Perovskite Materials, Cahfx3 (X= S, Se) For Energy Harvesting Applications: A Theoretical Investigation

Abstract

The effects of transition metals on the structural, elastic, electrical, hardness, optical, and thermal properties of CaHfX3 (X= S, Se) were explored using a DFT-based which is the first-principles method. Over the first time, electronic band structures, Fermi levels, Vickers hardness, Mulliken population analysis, and optical and thermodynamic characteristics are estimated. When the enhanced unit cell parameters are compared to existing theoretical besides experimental values they match well. Using the Born criteria to derive single-crystal elastic constants it is possible to estimate the mechanical stability of these substances. CaHfX3 (X= S, Se) molecules have a total density of 9.15, 6.77, 6.37, and 5.83 states/unit cells at CaHfX3 (X= S, Se) compounds have hardness values of 10.71, 12.44, 8.52, and 16.80 GPa, respectively. In this case, CaHfS3 is the stiffest compound studied in this paper.

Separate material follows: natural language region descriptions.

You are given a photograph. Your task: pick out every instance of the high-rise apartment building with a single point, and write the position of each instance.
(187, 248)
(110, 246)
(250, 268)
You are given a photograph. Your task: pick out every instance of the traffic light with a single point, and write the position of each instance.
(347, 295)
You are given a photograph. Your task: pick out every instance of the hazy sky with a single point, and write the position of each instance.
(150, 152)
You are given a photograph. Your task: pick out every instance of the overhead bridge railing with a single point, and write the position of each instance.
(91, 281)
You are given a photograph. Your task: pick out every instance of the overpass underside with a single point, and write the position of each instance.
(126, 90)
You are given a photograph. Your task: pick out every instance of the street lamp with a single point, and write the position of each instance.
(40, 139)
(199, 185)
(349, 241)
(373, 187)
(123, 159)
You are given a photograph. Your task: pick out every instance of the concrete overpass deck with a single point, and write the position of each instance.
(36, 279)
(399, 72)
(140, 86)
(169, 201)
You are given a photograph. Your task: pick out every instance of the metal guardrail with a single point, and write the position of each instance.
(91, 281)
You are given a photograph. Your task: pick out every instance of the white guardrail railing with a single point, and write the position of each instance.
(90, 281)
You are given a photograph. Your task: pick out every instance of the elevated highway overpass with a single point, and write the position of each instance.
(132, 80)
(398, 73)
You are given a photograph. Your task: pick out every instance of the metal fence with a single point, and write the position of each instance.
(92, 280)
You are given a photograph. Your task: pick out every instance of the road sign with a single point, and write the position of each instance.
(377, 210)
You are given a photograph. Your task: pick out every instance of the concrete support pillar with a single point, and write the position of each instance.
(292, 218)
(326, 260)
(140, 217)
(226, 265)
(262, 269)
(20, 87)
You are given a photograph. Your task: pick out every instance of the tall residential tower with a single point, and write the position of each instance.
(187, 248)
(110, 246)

CaHfS3 and CaHfSe3 compounds may be examined as potential choices for cutting and shaping tools owing to their somewhat ductile and very rigid properties in comparison to other standard hard coating materials. CaHfS3 might be used as a Thermal Barrier Coating (TBC) despite its low thermal conductivity, Debye temperature, and damage-tolerant nature. Several anisotropy calculations show that the structural anisotropy of the compounds is correct (shear anisotropic factors, percentage anisotropy factors, and universal anisotropic index). Using known representations, many optical functions (such as dielectric constants, refractive index, photoconductivity, absorption, loss function, and reflectivity) are computed and analysed. The reflectance of the compounds is often more than 50%, with no obvious difference in the near-infrared, visible, or near-ultraviolet ranges (up to 6 eV). Consequently, the compounds provide good coating materials for reducing solar heating.